The Best of Baccara is a compilation album by Spanish duo Baccara released by Sony-BMG UK's midprice sublabel Camden in 2005. This release includes sixteen of Baccara's hits and best-known songs from the era of the original formation (1977–1981), mainly focussing on their best-selling debut album Baccara, and finishing with two recent re-recordings dating from 1999 album Baccara 2000, by Mayte Mateos' formation of the duo.
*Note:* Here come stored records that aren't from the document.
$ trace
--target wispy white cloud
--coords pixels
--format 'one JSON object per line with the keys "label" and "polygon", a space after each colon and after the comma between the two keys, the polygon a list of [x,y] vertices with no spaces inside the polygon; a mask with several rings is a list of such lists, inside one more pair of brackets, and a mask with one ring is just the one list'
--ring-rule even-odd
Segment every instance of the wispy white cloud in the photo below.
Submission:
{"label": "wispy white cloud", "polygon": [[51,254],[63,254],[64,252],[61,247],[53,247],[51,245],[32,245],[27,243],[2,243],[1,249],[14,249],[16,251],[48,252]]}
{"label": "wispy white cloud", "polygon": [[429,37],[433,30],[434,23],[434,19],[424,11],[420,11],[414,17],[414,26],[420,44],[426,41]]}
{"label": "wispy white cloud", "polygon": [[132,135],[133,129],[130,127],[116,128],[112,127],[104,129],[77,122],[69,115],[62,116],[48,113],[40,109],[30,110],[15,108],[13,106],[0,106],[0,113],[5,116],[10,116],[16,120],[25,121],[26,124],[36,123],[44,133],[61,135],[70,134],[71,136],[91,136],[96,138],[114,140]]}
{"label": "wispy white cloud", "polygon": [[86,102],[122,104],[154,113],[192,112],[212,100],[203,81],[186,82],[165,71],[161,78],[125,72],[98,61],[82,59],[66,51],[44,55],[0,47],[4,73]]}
In 2006, this compilation was to get an international re-release under the title The Very Best of Baccara with an alternate track listing.

Track listing

 "Yes Sir, I Can Boogie"  (Dostal - Soja)  - 4:35
 "Sorry, I'm a Lady"  (Dostal - Soja)  - 3:39
 "Parlez-Vous Français?" (English version) (Dostal - Soja - Zentner)  - 4:30
 "Can't Help Falling In Love" (Creatore - Peretti - Weiss) - 3:26
 "Koochie-Koo" (Dostal - Soja) - 4:04
 "Cara Mia" (Soja) - 2:53
 "Yummy, Yummy, Yummy"  (Levine - Resnick)  - 3:35
 "Gimme More"  (Soja - Zentner) - 3:50
 "Granada"  (Lara) - 4:17
 "Number One" (Dostal - Soja) - 2:37
 "Darling" (full length version)  (Dostal - Soja)  - 5:40
 "Ay, Ay Sailor"  (Dostal - Soja)  - 3:50
 "The Devil Sent You To Lorado"  (Dostal - Soja)  - 4:03
 "Feel Me" (Soja - Zentner) - 4:20
 "Adelita" (Traditional) - 2:27
 "Somewhere In Paradise"  (Sacher)  - 4:23
 "Hit Mix" ("Yes Sir I Can Boogie"/"Sorry I'm A Lady"/"Darling"/"The Devil Sent You To Lorado") (Soja - Dostal) - 5:38
 "Yes Sir I Can Boogie" (1999 karaoke version) (Soja - Dostal) - 3:30

Personnel
 Mayte Mateos - vocals
 María Mendiola - vocals, except tracks 17 & 18
 Cristina Sevilla - vocals tracks 17 & 18

Production
 Produced and arranged by Rolf Soja.
 Tracks 17 & 18 produced by Thorsten Brötzmann.

Track annotations
 Tracks 1, 2, 4, 5, 6, 8, 9, 10 & 14 from 1977 studio album Baccara.
 Track 3 from 1978: 7" single "Parlez-Vous Français? (English version)". Original French version appears on album Light My Fire.
 Tracks 7, 11 & 15  from 1978 studio album Light My Fire.
 Track 12 from 1979 studio album Colours.
 Track 13 & 16 from 1978 compilation The Hits Of Baccara.
 Track 17 taken from 1999 album Baccara 2000 by Baccara 2000 (Mayte Mateos' formation).
 Track 18 taken from 1999 CD-single "Yes Sir I Can Boogie '99" by Baccara 2000 (Mayte Mateos' formation).